REPUBLIKA.CO.ID, SINGAPURA -- Serangan siber besar terhadap data kesehatan Singapura menyebabkan kebocoran data pribadi sekitar 1,5 juta orang, termasuk Perdana Menteri Lee Hsien Loong.
Pemerintah menyebut insiden itu sebagai kebocoran data pribadi terparah yang pernah dialami Singapura. Kebocoran terjadi saat pemerintah menempatkan keamanan siber sebagai prioritas utama bagi kawasan Asia Tenggara.
Pada tahun ini, Singapura mengepalai Perhimpungan Bangsa Asia Tenggara (ASEAN), yang beranggotakan 10 negara. "Penyelidikan Badan Keamanan Siber Singapura (CSA) bersama Sistem Penerangan Kesehatan Terpadu (IHiS) menunjukkan itu adalah serangan siber sangat terencana. Itu tidak dilakukan oleh peretas kacangan atau geng kriminal," kata pernyataan resmi pemerintah, Jumat (20/7).
Sekitar 1,5 juta data dari pasien yang mengunjungi klinik antara Mei 2015 sampai 4 Juli tahun ini telah disalin secara ilegal. "Para pelaku secara khusus berulang kali berusaha mencuri data dan informasi obat-obatan yang digunakan Perdana Menteri Lee Hsien Loong," kata mereka.
Kementerian Komunikasi dalam pernyataan terpisah mengatakan sebuah komite penyelidikan akan dibentuk dan kebijakan akan segera diputuskan untuk memperkuat sistem pemerintahan dalam menghadapi serangan siber.

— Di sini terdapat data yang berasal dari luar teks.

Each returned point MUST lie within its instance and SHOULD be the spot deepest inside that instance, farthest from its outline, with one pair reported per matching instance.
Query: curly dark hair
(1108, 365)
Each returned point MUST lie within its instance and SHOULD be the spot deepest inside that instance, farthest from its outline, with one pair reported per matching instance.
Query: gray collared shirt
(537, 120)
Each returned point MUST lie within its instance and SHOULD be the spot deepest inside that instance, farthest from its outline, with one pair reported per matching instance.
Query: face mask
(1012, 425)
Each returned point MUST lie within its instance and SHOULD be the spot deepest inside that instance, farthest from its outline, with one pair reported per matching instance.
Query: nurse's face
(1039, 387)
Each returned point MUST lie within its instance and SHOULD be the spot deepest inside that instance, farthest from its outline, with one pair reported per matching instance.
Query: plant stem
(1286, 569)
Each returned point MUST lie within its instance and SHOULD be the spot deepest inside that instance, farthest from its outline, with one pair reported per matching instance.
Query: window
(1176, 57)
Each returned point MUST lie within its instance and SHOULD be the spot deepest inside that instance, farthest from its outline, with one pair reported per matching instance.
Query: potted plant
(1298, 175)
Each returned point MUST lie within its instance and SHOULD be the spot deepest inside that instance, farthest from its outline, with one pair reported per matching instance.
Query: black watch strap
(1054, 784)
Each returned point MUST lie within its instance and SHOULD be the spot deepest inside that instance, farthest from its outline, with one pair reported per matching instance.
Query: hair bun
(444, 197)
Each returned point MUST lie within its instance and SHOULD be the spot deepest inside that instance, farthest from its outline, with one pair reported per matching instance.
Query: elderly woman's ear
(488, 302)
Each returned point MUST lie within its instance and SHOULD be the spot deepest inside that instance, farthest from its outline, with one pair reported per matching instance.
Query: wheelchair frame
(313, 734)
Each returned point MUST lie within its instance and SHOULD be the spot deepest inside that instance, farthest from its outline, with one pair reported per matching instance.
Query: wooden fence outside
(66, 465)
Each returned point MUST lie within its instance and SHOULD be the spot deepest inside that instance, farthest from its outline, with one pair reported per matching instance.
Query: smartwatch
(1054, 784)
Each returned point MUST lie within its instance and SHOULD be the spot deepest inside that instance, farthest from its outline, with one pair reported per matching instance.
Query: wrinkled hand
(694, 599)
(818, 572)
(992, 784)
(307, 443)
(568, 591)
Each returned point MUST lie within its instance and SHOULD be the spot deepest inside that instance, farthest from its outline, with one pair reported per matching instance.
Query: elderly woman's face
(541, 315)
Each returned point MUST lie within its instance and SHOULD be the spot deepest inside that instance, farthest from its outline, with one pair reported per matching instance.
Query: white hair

Kedua kementerian tidak merinci siapa yang diduga menjadi dalang serangan.
PM Lee, dalam sebuah postingan Facebook usai terjadinya serangan, mengaku tidak tahu informasi apa yang tengah dicari pelaku serangan siber. "Data medis saya bukan merupakan suatu yang bisa saya ceritakan begitu saja pada orang lain, tapi tidak ada yang berbahaya di dalamnya," kata dia.